Merci de mourir en règle
12 juillet, 2008
En ce moment, je m’occupe d’une patiente dont la mère est en train de mourir.
Comme elle ne veut pas mourir à l’hôpital, elle meurt chez elle, et les enfants se relaient à son chevet.
Elle (la mère), a le coeur qui flanche. Sérieusement.
Elle ne quitte plus sa chaise. Elle y vit, elle y mange (de moins en moins), elle y dort, aussi, parce que se coucher l’étouffe.
Elle a des jambes énormes, pleines d’eau qui finit par faire craqueler la peau. Régulièrement, sous la chaise, il faut passer la serpillère à cause de ces jambes qui ne sont plus étanches.
Elle (la fille), a le coeur qui flanche. Métaphoriquement.
Bizarrement, elle non plus ne dort plus très bien. Elle s’en veut de ne pas en faire plus, elle s’en veut de ne plus être assez disponible pour sa fille à elle, elle s’en veut de finir par espérer la mort. Et puis elle fatigue d’essayer de trouver une solution pour que sa mère arrête d’avoir si mal. Le cardiologue ne veut pas mettre les médicaments anti-douleur qui ne sont pas bon pour le coeur (sic), le généraliste renvoie à l’hôpital, l’hôpital renvoie au cardiologue.
Moi, la mère, je ne l’ai jamais vue, mais mon boulot c’est de m’occuper de sa fille.
Et je vois mal comment m’occuper de la fille sans m’occuper de la mère.

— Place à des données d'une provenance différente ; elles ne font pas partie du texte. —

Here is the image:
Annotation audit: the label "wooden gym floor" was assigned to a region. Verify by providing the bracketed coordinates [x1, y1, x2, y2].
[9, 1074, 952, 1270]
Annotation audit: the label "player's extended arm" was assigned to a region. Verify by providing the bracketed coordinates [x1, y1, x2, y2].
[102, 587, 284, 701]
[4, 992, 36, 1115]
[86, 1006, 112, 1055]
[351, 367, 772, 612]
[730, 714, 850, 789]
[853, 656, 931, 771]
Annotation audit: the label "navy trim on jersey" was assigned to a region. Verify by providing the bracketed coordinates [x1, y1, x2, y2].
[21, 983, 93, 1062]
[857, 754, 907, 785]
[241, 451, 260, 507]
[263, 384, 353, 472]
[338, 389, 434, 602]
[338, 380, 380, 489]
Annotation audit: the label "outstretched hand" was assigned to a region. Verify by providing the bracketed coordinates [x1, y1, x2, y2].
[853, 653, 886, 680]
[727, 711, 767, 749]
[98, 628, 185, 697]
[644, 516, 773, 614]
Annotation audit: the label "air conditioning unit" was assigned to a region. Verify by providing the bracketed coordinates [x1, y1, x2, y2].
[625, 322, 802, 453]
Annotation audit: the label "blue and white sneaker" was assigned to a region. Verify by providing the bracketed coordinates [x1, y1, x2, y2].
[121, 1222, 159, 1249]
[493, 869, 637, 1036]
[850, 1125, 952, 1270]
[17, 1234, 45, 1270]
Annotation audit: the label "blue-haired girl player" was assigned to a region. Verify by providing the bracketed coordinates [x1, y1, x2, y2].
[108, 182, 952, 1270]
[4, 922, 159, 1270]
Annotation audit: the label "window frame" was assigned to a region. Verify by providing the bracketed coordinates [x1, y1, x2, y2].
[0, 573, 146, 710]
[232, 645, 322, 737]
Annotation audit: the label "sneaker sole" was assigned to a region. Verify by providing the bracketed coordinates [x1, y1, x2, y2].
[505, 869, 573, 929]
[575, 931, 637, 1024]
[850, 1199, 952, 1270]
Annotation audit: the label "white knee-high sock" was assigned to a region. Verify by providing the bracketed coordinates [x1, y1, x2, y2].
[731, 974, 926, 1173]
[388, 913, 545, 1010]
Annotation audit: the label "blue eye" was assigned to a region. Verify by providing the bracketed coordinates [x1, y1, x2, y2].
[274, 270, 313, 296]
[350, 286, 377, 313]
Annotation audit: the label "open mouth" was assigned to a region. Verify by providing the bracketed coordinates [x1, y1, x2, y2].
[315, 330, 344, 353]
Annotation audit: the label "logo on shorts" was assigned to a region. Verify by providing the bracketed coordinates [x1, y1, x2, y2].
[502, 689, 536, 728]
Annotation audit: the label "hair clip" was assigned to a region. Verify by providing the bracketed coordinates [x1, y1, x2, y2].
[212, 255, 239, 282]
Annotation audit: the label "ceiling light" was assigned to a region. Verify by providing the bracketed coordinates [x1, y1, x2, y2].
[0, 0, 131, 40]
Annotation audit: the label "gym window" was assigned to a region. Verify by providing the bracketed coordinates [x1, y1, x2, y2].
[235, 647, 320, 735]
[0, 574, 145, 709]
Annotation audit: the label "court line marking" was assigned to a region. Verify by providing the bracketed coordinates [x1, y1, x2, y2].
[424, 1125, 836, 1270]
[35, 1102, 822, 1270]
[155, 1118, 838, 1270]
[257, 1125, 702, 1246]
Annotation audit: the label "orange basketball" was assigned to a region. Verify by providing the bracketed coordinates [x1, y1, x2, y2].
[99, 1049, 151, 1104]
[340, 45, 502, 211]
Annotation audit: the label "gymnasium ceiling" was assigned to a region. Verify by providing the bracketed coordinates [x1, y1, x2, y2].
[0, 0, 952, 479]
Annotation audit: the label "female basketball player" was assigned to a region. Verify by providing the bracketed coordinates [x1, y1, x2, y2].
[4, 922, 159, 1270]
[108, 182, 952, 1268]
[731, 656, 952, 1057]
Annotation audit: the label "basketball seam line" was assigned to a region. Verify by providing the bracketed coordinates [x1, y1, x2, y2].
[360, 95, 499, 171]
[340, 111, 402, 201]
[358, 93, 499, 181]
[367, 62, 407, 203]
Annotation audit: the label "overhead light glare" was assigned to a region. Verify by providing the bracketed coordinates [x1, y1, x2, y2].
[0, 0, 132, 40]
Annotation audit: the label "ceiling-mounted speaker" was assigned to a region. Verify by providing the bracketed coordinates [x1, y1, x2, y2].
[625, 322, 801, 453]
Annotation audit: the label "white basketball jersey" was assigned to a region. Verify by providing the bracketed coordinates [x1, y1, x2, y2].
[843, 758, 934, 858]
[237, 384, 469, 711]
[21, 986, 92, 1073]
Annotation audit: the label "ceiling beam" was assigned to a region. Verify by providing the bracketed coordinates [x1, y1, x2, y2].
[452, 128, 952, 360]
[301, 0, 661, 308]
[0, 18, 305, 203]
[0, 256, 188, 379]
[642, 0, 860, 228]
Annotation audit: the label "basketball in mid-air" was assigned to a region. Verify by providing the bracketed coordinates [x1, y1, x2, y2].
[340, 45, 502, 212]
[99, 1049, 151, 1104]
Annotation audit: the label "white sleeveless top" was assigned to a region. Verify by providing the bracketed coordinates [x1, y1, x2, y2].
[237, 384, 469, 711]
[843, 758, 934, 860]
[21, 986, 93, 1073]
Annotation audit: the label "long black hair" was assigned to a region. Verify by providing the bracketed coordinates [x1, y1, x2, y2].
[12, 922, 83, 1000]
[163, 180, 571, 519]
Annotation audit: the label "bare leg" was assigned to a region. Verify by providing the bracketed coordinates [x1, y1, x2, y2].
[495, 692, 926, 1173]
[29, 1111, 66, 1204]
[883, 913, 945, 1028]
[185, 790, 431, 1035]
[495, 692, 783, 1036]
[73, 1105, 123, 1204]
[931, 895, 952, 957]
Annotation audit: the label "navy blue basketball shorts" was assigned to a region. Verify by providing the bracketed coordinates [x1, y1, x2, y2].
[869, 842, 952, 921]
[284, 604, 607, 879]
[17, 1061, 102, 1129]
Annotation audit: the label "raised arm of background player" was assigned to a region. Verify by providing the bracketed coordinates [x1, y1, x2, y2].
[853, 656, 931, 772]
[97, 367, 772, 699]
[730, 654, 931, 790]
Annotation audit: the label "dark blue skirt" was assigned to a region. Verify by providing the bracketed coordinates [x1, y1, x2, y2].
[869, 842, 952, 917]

J’essaie donc de trouver un réseau de soins palliatifs à mettre sur le coup. Des médecins, des infirmiers, des assistantes sociales, des psychologues dont c’est précisément le boulot : permettre aux gens de mourir chez eux le plus tranquillement possible, sans douleur même si ça risque de déplaire au coeur qui flanche, parce que le coeur n’est justement plus au coeur du problème, et soutenir la famille qui flanche aussi.
J’appelle donc le réseau avec lequel j’ai l’habitude de travailler : c’est super pas leur secteur géographique, ils sont à l’autre bout du monde. Ils me donnent les coordonnées de leurs collègues du bon bout de monde.

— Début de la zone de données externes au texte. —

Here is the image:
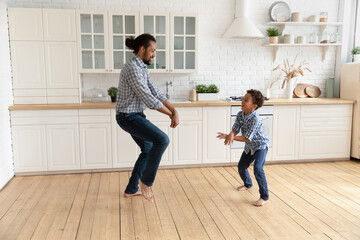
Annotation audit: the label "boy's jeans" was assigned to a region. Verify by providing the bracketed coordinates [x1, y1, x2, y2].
[116, 112, 169, 194]
[238, 148, 269, 200]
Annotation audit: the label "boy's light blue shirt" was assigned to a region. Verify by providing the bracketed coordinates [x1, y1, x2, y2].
[232, 111, 269, 155]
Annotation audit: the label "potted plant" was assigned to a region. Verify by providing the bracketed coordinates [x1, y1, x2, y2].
[266, 28, 280, 44]
[108, 87, 117, 102]
[351, 46, 360, 62]
[196, 84, 219, 101]
[270, 55, 311, 99]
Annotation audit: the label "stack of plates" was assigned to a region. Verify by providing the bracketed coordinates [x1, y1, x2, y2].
[294, 83, 321, 98]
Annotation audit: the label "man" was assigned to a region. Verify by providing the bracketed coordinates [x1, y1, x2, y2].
[116, 34, 179, 202]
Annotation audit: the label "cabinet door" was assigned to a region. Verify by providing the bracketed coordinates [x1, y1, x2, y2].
[77, 11, 108, 72]
[203, 107, 230, 163]
[299, 131, 351, 159]
[45, 42, 79, 88]
[272, 106, 300, 160]
[43, 8, 76, 42]
[80, 123, 112, 169]
[154, 122, 173, 166]
[140, 13, 169, 72]
[46, 124, 80, 170]
[173, 121, 203, 165]
[109, 12, 139, 72]
[171, 14, 198, 72]
[11, 41, 46, 89]
[8, 8, 43, 41]
[12, 125, 47, 172]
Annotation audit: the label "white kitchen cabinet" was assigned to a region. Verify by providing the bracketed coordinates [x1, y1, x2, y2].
[12, 124, 47, 173]
[46, 123, 80, 171]
[299, 104, 352, 159]
[11, 41, 46, 89]
[8, 8, 44, 41]
[203, 107, 230, 163]
[77, 10, 109, 72]
[140, 12, 170, 72]
[79, 109, 112, 169]
[108, 12, 139, 73]
[170, 13, 198, 73]
[11, 110, 80, 173]
[9, 8, 80, 104]
[272, 105, 300, 160]
[42, 8, 76, 42]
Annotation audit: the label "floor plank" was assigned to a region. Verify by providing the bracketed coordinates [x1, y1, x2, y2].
[0, 161, 360, 240]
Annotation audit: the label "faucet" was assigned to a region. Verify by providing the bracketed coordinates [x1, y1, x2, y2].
[165, 81, 172, 99]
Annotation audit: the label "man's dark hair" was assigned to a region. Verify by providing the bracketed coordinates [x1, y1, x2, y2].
[125, 33, 156, 53]
[246, 89, 265, 109]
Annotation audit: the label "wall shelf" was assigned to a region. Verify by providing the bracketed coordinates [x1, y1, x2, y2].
[265, 43, 342, 62]
[265, 22, 343, 33]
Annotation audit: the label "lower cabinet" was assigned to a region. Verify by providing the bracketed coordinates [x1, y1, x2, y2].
[79, 109, 112, 169]
[11, 110, 80, 172]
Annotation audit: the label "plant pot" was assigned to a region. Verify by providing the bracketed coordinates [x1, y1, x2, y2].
[354, 54, 360, 62]
[197, 93, 219, 101]
[269, 36, 279, 44]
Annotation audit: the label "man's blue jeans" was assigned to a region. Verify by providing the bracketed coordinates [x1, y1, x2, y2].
[116, 112, 170, 194]
[238, 148, 269, 200]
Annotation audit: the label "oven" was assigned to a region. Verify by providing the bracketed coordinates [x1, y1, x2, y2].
[230, 106, 274, 149]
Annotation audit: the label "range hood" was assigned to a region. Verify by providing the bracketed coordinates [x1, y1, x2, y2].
[223, 0, 264, 38]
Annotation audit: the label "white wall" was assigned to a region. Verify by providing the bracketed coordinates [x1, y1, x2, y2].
[8, 0, 341, 98]
[0, 2, 14, 189]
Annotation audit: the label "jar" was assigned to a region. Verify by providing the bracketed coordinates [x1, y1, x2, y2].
[320, 12, 327, 22]
[309, 32, 318, 43]
[291, 12, 302, 22]
[330, 33, 340, 43]
[284, 34, 294, 44]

J’appelle le réseau qui va bien, ils me disent que oui oui, c’est leur secteur, pas de problème. J’explique un peu ce que je sais de la situation, de la fille, des professionnels sur le coup, de la mère.

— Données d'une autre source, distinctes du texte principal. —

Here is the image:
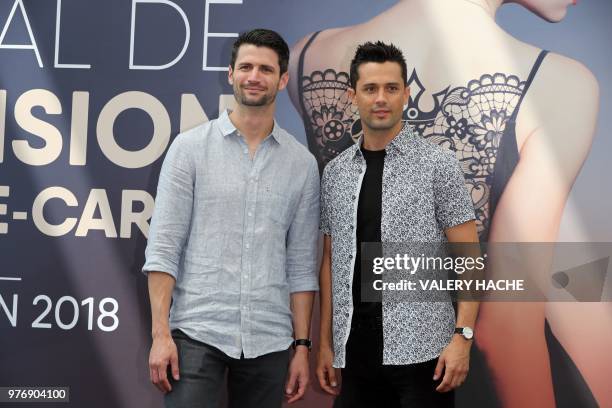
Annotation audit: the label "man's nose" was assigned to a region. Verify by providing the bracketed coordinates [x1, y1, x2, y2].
[247, 67, 261, 82]
[375, 88, 387, 105]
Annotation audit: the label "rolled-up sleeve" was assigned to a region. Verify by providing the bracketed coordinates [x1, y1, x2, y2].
[142, 135, 195, 279]
[319, 163, 331, 235]
[286, 157, 319, 293]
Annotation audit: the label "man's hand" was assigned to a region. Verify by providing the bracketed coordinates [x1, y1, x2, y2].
[433, 335, 472, 392]
[149, 334, 179, 394]
[317, 346, 339, 395]
[285, 346, 310, 404]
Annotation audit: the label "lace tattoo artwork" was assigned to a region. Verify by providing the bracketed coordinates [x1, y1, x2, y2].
[300, 69, 525, 236]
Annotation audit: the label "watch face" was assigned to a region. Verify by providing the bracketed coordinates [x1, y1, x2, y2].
[463, 327, 474, 340]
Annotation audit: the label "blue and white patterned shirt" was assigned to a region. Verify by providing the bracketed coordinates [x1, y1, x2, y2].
[321, 125, 474, 367]
[143, 112, 319, 358]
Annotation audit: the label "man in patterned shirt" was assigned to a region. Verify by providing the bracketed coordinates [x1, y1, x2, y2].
[317, 42, 478, 408]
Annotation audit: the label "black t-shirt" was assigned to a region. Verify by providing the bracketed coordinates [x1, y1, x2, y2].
[353, 147, 386, 321]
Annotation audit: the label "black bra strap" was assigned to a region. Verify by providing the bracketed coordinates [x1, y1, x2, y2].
[512, 50, 548, 119]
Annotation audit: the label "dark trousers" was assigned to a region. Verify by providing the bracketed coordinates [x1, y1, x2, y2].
[334, 324, 454, 408]
[165, 330, 289, 408]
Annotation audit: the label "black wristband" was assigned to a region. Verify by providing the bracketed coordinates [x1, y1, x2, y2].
[292, 339, 312, 350]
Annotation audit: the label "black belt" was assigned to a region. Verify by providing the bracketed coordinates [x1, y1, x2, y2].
[351, 317, 382, 330]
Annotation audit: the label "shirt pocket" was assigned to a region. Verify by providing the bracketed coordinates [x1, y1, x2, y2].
[262, 191, 293, 229]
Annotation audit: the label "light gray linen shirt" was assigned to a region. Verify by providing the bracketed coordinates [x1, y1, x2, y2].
[143, 111, 319, 358]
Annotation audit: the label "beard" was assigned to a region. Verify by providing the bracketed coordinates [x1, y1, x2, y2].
[234, 84, 276, 107]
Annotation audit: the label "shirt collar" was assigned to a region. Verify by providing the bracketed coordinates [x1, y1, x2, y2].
[351, 122, 417, 158]
[217, 109, 285, 144]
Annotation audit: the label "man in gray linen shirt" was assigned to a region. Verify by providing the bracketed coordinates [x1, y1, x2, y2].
[143, 29, 319, 407]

Aaaaaaaaaaaah mais oui mais non.
Insuffisance cardiaque terminale, vous dites ? Ah, non, eux ils font que les cancers. Pas eu les subventions pour se payer le luxe des autres maladies.
Ah mais j’appelle qui, alors, pour ma dame qui se meurt ?
Aaaaaaaaah, ils savent pas du tout. Truc ils font pas cet endroit là, Machin ils font que l’hôpital et Chose c’est pas le secteur non plus.
Donc j’ai rien, j’ai personne.
La dame, elle avait qu’à mourir d’un cancer comme tout le monde.
12 juillet, 2008 à 12 h 25 min
Analyser le jus de serpillère. Bien le diable si on y trouve pas une cellule douteuse. Au besoin, en rajouter.
12 juillet, 2008 à 12 h 26 min
Je jure que j’y ai pensé >_<
12 juillet, 2008 à 14 h 30 min
Par chez moi, chaque fois que j’ai voulu faire « jouer » un réseau, je me suis heurté à une lourdeur administrative incroyable, à croire que les gens qui bossent en réseau sont tous salariés et payés pour faire des réunions et surtout ne jamais approcher un malade, berk c’est sale.
Je fais donc comme les collègues, je suis mes fins de vie hors de tout réseau, avec l’infirmière.
Et pas besoin du cardiologue pour gérer une IC terminale, ni pour donner de la Sophodone lp…
Bon courage.
12 juillet, 2008 à 20 h 36 min
Dans mon département il est possible de faire démarrer une HAD du domicile. On n’est pas forcément obligé de passer par une hospitalisation. Ça permet de mieux gérer les problèmes de nursing, le suivi d’une perf, la gestion d’une sonde gastrique éventuelle, les antalgiques morphiniques si besoin et d’aborder au mieux la fin de vie… Ça soulage un peu la famille qui, même si elle est présente et dévouée, risque forcément de s’essouffler.
Courage, ce n’est pas facile de bouger les montagnes de la bureaucratie aveugle toute seule…
12 juillet, 2008 à 20 h 53 min
… si elle se meurt mets toi d’accord avec le cardiologue et mets lui les médicaments anti douleur …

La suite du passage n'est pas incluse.